- Lower Chittering
- Coordinates: 31°33′22″S 116°5′13″E﻿ / ﻿31.55611°S 116.08694°E
- Country: Australia
- State: Western Australia
- LGA(s): Shire of Chittering;
- Location: 61 km (38 mi) NNE of Perth;

Government
- • State electorate(s): Moore;
- • Federal division(s): Durack;

Area
- • Total: 118.7 km^{2} (45.8 sq mi)

Population
- • Total(s): 2,408 (SAL 2021)
- Postcode: 6084
Suburbs around Lower Chittering
| Bindoon |  | Wannamal |
|  | Lower Chittering | Julimar |
| Muchea | Bullsbrook | Gidgegannup |

= Lower Chittering, Western Australia =

Lower Chittering is a locality in the Shire of Chittering within part of the Chittering Valley. The Chittering Valley is well known for its abundance of wild flowers and beautiful green rolling hills. At the 2006 census, Lower Chittering had a population of 1,395.
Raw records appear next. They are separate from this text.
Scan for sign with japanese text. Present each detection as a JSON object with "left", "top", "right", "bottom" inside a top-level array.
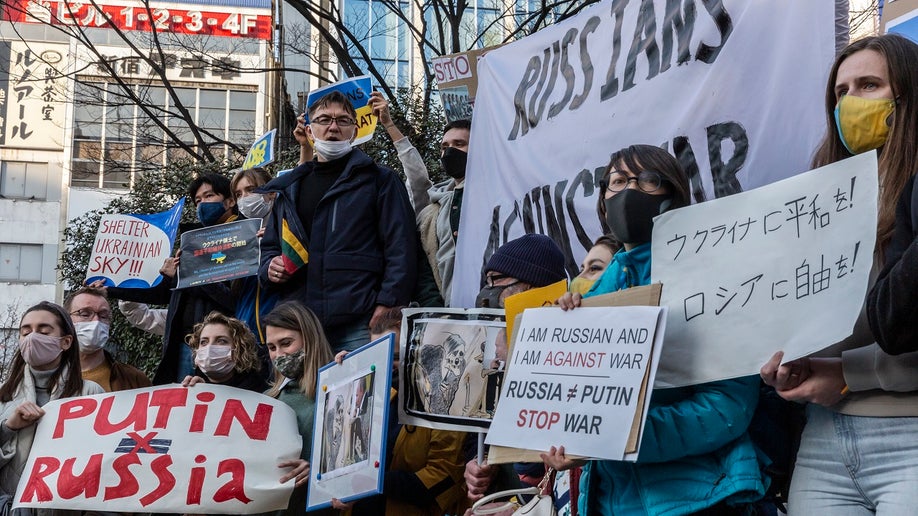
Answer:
[
  {"left": 450, "top": 0, "right": 835, "bottom": 307},
  {"left": 651, "top": 152, "right": 878, "bottom": 387},
  {"left": 242, "top": 129, "right": 277, "bottom": 170},
  {"left": 306, "top": 75, "right": 376, "bottom": 145},
  {"left": 176, "top": 219, "right": 261, "bottom": 288},
  {"left": 485, "top": 306, "right": 666, "bottom": 460},
  {"left": 86, "top": 201, "right": 185, "bottom": 288},
  {"left": 13, "top": 384, "right": 302, "bottom": 514},
  {"left": 0, "top": 41, "right": 69, "bottom": 150},
  {"left": 76, "top": 45, "right": 264, "bottom": 85},
  {"left": 0, "top": 0, "right": 271, "bottom": 40}
]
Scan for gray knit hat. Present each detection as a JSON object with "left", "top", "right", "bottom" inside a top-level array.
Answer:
[{"left": 485, "top": 234, "right": 567, "bottom": 288}]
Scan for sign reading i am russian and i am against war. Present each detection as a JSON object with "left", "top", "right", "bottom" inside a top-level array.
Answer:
[{"left": 486, "top": 306, "right": 666, "bottom": 460}]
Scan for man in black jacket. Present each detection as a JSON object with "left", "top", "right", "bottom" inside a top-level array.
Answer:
[{"left": 259, "top": 92, "right": 417, "bottom": 351}]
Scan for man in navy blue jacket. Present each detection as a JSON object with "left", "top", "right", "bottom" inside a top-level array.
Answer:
[{"left": 259, "top": 92, "right": 417, "bottom": 352}]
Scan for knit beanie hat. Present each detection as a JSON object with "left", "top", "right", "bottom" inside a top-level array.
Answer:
[{"left": 485, "top": 234, "right": 567, "bottom": 288}]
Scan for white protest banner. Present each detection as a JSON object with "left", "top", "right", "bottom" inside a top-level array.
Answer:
[
  {"left": 486, "top": 306, "right": 666, "bottom": 460},
  {"left": 651, "top": 152, "right": 877, "bottom": 387},
  {"left": 13, "top": 384, "right": 302, "bottom": 514},
  {"left": 86, "top": 197, "right": 185, "bottom": 288},
  {"left": 450, "top": 0, "right": 834, "bottom": 307}
]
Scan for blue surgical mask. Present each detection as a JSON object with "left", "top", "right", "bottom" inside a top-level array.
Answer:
[{"left": 198, "top": 201, "right": 226, "bottom": 226}]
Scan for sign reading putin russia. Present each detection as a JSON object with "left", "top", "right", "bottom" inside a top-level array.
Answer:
[{"left": 13, "top": 384, "right": 302, "bottom": 514}]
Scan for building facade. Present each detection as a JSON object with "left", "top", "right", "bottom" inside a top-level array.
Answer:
[{"left": 0, "top": 0, "right": 276, "bottom": 318}]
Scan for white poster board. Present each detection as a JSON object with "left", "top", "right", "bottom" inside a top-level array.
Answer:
[
  {"left": 486, "top": 306, "right": 666, "bottom": 460},
  {"left": 450, "top": 0, "right": 835, "bottom": 307},
  {"left": 306, "top": 333, "right": 395, "bottom": 510},
  {"left": 651, "top": 152, "right": 877, "bottom": 387},
  {"left": 13, "top": 384, "right": 302, "bottom": 514}
]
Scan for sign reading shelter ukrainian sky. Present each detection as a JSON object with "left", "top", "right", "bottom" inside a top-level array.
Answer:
[
  {"left": 450, "top": 0, "right": 835, "bottom": 307},
  {"left": 0, "top": 0, "right": 271, "bottom": 39}
]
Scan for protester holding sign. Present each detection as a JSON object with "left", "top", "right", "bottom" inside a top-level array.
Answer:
[
  {"left": 556, "top": 145, "right": 765, "bottom": 516},
  {"left": 0, "top": 301, "right": 104, "bottom": 506},
  {"left": 761, "top": 35, "right": 918, "bottom": 514},
  {"left": 230, "top": 166, "right": 282, "bottom": 366},
  {"left": 264, "top": 301, "right": 337, "bottom": 516},
  {"left": 182, "top": 312, "right": 268, "bottom": 392},
  {"left": 96, "top": 174, "right": 238, "bottom": 385},
  {"left": 258, "top": 91, "right": 417, "bottom": 351}
]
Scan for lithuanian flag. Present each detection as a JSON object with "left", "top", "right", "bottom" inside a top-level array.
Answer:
[{"left": 281, "top": 218, "right": 309, "bottom": 275}]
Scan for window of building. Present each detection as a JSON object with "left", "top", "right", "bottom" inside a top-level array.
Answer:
[
  {"left": 0, "top": 243, "right": 44, "bottom": 283},
  {"left": 0, "top": 161, "right": 48, "bottom": 201},
  {"left": 70, "top": 82, "right": 257, "bottom": 189}
]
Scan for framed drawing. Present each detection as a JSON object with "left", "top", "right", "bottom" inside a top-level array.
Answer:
[
  {"left": 398, "top": 308, "right": 507, "bottom": 432},
  {"left": 307, "top": 334, "right": 395, "bottom": 510}
]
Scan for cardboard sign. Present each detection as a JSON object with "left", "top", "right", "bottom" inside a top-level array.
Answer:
[
  {"left": 13, "top": 384, "right": 302, "bottom": 514},
  {"left": 176, "top": 219, "right": 261, "bottom": 288},
  {"left": 486, "top": 307, "right": 665, "bottom": 460},
  {"left": 306, "top": 75, "right": 376, "bottom": 145},
  {"left": 86, "top": 197, "right": 185, "bottom": 288},
  {"left": 651, "top": 152, "right": 878, "bottom": 386}
]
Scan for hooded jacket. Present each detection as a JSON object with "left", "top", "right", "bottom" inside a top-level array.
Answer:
[{"left": 257, "top": 149, "right": 417, "bottom": 328}]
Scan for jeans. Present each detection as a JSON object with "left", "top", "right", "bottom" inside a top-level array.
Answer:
[
  {"left": 325, "top": 316, "right": 370, "bottom": 355},
  {"left": 788, "top": 405, "right": 918, "bottom": 516}
]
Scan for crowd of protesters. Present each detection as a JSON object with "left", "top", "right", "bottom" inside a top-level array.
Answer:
[{"left": 0, "top": 31, "right": 918, "bottom": 516}]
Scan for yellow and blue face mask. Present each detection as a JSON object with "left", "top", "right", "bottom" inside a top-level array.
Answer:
[{"left": 835, "top": 95, "right": 896, "bottom": 154}]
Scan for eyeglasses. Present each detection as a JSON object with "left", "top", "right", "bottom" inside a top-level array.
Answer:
[
  {"left": 601, "top": 170, "right": 665, "bottom": 193},
  {"left": 70, "top": 308, "right": 112, "bottom": 322},
  {"left": 312, "top": 116, "right": 357, "bottom": 127}
]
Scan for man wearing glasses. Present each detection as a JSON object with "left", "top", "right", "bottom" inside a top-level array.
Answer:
[
  {"left": 258, "top": 92, "right": 417, "bottom": 352},
  {"left": 64, "top": 287, "right": 150, "bottom": 392}
]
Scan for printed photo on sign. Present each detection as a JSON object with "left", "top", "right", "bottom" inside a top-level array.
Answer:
[
  {"left": 306, "top": 334, "right": 395, "bottom": 511},
  {"left": 399, "top": 309, "right": 507, "bottom": 431},
  {"left": 13, "top": 384, "right": 302, "bottom": 514},
  {"left": 319, "top": 371, "right": 376, "bottom": 478}
]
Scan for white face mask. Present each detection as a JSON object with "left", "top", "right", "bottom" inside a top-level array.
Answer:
[
  {"left": 313, "top": 138, "right": 354, "bottom": 161},
  {"left": 236, "top": 194, "right": 274, "bottom": 219},
  {"left": 73, "top": 321, "right": 108, "bottom": 354},
  {"left": 194, "top": 344, "right": 236, "bottom": 378}
]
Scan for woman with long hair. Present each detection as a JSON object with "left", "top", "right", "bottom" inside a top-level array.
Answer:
[
  {"left": 0, "top": 301, "right": 105, "bottom": 504},
  {"left": 761, "top": 34, "right": 918, "bottom": 515},
  {"left": 263, "top": 301, "right": 335, "bottom": 515},
  {"left": 542, "top": 145, "right": 765, "bottom": 516}
]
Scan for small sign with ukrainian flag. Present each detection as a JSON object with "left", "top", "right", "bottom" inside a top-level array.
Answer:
[
  {"left": 242, "top": 129, "right": 277, "bottom": 170},
  {"left": 306, "top": 75, "right": 376, "bottom": 145}
]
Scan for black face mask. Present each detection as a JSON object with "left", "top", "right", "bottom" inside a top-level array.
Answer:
[
  {"left": 605, "top": 188, "right": 672, "bottom": 245},
  {"left": 440, "top": 147, "right": 469, "bottom": 181},
  {"left": 475, "top": 281, "right": 519, "bottom": 308}
]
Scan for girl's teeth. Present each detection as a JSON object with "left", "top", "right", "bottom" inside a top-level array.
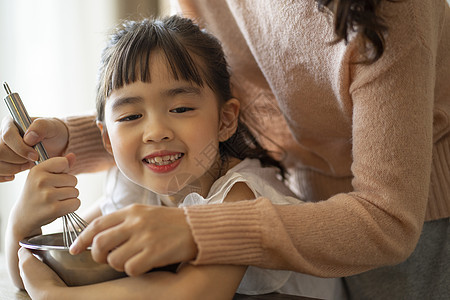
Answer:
[{"left": 146, "top": 153, "right": 181, "bottom": 165}]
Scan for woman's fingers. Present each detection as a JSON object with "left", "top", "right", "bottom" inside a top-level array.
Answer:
[{"left": 70, "top": 213, "right": 123, "bottom": 255}]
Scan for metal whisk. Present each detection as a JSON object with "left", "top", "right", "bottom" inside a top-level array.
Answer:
[{"left": 3, "top": 82, "right": 88, "bottom": 248}]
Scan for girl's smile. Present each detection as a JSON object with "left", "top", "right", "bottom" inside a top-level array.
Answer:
[
  {"left": 99, "top": 51, "right": 239, "bottom": 203},
  {"left": 142, "top": 151, "right": 184, "bottom": 173}
]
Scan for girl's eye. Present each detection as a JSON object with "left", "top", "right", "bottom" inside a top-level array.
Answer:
[
  {"left": 119, "top": 115, "right": 142, "bottom": 122},
  {"left": 170, "top": 107, "right": 194, "bottom": 114}
]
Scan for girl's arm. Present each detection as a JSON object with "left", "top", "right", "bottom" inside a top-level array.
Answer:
[
  {"left": 6, "top": 155, "right": 80, "bottom": 288},
  {"left": 19, "top": 248, "right": 246, "bottom": 300},
  {"left": 20, "top": 183, "right": 255, "bottom": 299}
]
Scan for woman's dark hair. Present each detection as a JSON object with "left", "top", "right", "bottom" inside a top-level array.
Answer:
[
  {"left": 97, "top": 16, "right": 285, "bottom": 178},
  {"left": 316, "top": 0, "right": 395, "bottom": 64}
]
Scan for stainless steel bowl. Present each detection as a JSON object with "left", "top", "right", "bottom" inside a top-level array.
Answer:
[{"left": 19, "top": 233, "right": 126, "bottom": 286}]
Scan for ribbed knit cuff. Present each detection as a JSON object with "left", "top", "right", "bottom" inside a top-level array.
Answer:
[
  {"left": 185, "top": 199, "right": 267, "bottom": 265},
  {"left": 63, "top": 115, "right": 114, "bottom": 174}
]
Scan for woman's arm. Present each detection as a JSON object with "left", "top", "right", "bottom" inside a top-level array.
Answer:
[{"left": 19, "top": 248, "right": 246, "bottom": 300}]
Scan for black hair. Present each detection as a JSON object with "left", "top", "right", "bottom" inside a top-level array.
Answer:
[
  {"left": 316, "top": 0, "right": 396, "bottom": 64},
  {"left": 97, "top": 15, "right": 285, "bottom": 179}
]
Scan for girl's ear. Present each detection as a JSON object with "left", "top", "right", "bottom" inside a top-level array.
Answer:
[
  {"left": 97, "top": 121, "right": 113, "bottom": 155},
  {"left": 219, "top": 98, "right": 241, "bottom": 142}
]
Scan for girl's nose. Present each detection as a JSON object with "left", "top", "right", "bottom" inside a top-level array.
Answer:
[{"left": 143, "top": 120, "right": 174, "bottom": 143}]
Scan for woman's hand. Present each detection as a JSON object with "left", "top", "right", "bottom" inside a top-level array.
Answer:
[
  {"left": 10, "top": 154, "right": 80, "bottom": 238},
  {"left": 0, "top": 117, "right": 69, "bottom": 182},
  {"left": 70, "top": 204, "right": 197, "bottom": 276},
  {"left": 19, "top": 248, "right": 67, "bottom": 299}
]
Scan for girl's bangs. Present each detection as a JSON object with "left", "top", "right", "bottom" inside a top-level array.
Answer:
[{"left": 106, "top": 27, "right": 203, "bottom": 96}]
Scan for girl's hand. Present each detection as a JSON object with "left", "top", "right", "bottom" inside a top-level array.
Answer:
[
  {"left": 10, "top": 154, "right": 80, "bottom": 238},
  {"left": 70, "top": 204, "right": 197, "bottom": 276},
  {"left": 0, "top": 117, "right": 69, "bottom": 182},
  {"left": 19, "top": 248, "right": 67, "bottom": 299}
]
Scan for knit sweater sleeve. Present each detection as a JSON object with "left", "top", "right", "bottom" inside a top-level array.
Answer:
[{"left": 63, "top": 114, "right": 114, "bottom": 174}]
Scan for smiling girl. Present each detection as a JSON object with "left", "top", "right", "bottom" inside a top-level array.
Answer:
[{"left": 8, "top": 16, "right": 342, "bottom": 299}]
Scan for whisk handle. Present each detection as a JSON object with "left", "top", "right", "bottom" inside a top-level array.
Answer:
[{"left": 3, "top": 82, "right": 48, "bottom": 164}]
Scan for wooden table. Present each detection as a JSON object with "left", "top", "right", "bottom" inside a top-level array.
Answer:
[{"left": 0, "top": 253, "right": 311, "bottom": 300}]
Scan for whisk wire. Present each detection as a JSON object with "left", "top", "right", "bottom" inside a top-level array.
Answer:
[{"left": 61, "top": 212, "right": 88, "bottom": 248}]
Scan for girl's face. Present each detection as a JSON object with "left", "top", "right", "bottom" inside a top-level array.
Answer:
[{"left": 99, "top": 54, "right": 239, "bottom": 200}]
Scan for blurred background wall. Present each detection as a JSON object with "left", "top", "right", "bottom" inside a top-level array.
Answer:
[{"left": 0, "top": 0, "right": 176, "bottom": 251}]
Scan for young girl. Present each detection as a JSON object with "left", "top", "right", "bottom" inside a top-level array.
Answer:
[{"left": 7, "top": 16, "right": 342, "bottom": 299}]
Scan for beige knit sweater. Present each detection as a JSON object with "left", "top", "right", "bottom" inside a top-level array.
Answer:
[{"left": 67, "top": 0, "right": 450, "bottom": 277}]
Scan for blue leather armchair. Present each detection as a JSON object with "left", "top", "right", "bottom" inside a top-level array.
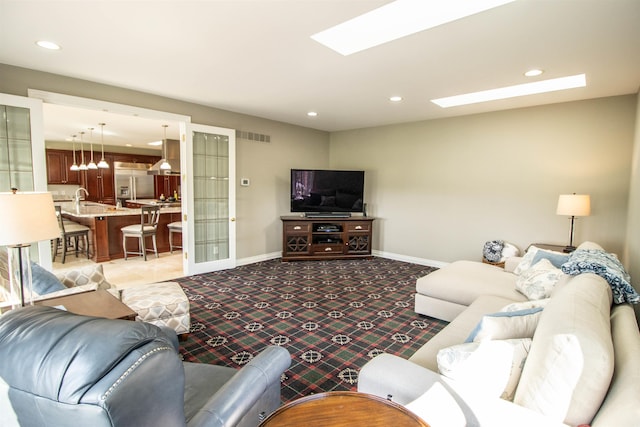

Lower Chittering consists largely of rural and rural residential properties. A local developer is developing a 102 ha parcel called Chittering Retreat into 45 rural residential lots. This development is mainly on cleared land although many mature trees exist on the gently undulating landform. Natural fresh water springs are not very common in the area however Chittering Retreat has a substantial fresh water spring.

Developments such as Chittering Retreat help provide important infrastructure to the area such as the upgrading of Morley Road, Lower Chittering and undergrounding of some power services.

There is also a Catholic school in Lower Chittering, called Immaculate Heart College.